Über die gegen diesen Bescheid wegen Rechtswidrigkeit des Inhaltes und Rechtswidrigkeit infolge Verletzung von Verfahrensvorschriften erhobene Beschwerde hat der Verwaltungsgerichtshof erwogen:
Die belangte Behörde gibt zutreffend wieder, welche Voraussetzungen für die Aberkennung von Asyl nach der ab 1. Jänner 1998 geltenden Rechtslage gemäß § 14 Abs. 1 Z 5 zweite Alternative AsylG gegeben sein müssen, verkennt jedoch die Bedeutung des Begriffs des "besonders schweren Verbrechens". Der Verwaltungsgerichtshof hat sich mit der Frage, wann ein "besonders schweres Verbrechen" im Sinne des Art. 33 Abs. 2 zweiter Fall FlKonv vorliegt, im Erkenntnis vom heutigen Tage, Zl. 99/01/0449, auf dessen Begründung gemäß § 43 Abs. 2 VwGG verwiesen wird, auseinander gesetzt. Bei Anwendung der in diesem Erkenntnis entwickelten Kriterien auf das vorliegende Verfahren ist keine der von der belangten Behörde festgestellten Straftaten geeignet, unter den Begriff des "besonders schweren Verbrechens" subsumiert zu werden. Dies gilt auch für die von der belangten Behörde zur Begründung herangezogene (lange zurückliegenden) Verurteilung wegen Suchtgifthandels. Ohne Hinzutreten besonderer Umstände nämlich, aus denen sich ergäbe, dass sich das vom Beschwerdeführer begangene Delikt bei einer Strafdrohung von einem bis zu fünfzehn Jahren Freiheitsstrafe (§ 12 Abs. 3 SGG) als objektiv und subjektiv besonders schwerwiegend erwiesen hätte, kann - selbst unter Berücksichtigung der im Urteil als erschwerend für die Strafzumessung gewerteten Gewinnsucht als Motiv für die Tatbegehung (sowie die mehrfache Tatbegehung) - aus der Verurteilung zu einer bloß zweijährigen Freiheitsstrafe, in deren Höhe die als erschwerend angenommenen Umstände bereits zum Ausdruck gekommen sind, wegen eines "typischer Weise" schweren Deliktes nicht geschlossen werden, dass der Straftat die für ein "besonders schweres Verbrechen" erforderliche außerordentliche Schwere anhaftet.
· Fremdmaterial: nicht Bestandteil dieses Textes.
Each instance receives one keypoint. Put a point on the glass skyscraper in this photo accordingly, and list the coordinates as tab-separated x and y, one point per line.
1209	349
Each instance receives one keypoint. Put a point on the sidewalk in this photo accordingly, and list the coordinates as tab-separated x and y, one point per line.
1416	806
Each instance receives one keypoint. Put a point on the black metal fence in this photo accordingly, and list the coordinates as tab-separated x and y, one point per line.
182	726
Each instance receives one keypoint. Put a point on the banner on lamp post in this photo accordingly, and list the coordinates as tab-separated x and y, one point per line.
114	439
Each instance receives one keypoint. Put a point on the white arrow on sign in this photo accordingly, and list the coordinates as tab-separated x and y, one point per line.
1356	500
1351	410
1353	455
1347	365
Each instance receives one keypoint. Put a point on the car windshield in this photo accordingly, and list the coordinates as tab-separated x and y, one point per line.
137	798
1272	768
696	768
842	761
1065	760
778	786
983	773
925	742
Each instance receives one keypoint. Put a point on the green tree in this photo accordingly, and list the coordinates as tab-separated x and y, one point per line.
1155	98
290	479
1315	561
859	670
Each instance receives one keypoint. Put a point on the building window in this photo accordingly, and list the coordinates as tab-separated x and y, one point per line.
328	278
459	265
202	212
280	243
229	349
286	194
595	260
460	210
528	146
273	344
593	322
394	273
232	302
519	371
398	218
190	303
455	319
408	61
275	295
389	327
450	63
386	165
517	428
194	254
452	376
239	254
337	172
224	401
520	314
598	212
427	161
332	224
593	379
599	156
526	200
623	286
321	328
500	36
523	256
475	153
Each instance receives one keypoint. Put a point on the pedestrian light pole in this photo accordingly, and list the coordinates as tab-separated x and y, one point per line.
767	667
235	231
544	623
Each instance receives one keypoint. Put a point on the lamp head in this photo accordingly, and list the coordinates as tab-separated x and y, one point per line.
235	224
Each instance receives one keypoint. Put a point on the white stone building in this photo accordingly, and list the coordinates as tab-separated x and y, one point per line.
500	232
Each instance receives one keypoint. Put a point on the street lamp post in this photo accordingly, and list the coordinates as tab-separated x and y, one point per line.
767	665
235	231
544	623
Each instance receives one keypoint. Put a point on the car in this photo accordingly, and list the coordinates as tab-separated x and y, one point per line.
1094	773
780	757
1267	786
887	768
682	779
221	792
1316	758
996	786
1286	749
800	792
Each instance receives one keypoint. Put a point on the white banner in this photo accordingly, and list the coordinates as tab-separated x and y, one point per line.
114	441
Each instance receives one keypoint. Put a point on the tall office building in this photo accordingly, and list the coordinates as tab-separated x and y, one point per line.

Indem die belangte Behörde verkannt hat, dass es im vorliegenden Fall schon an der für die Asylaberkennung notwendigen ersten Voraussetzung eines "besonders schweren Verbrechens" fehlt, hat sie den angefochtenen Bescheid mit einer inhaltlichen Rechtswidrigkeit belastet, weshalb er gemäß § 42 Abs. 2 Z 1 VwGG aufzuheben war.
Die Entscheidung über den Aufwandersatz beruht auf den §§ 47 ff VwGG iVm der VwGH-Aufwandersatzverordnung 2001; die Mehrwertsteuer ist von der Pauschalvergütung für den Schriftsatzaufwand umfasst, weshalb das - erkennbar - darauf gerichtete Mehrbegehren abzuweisen war.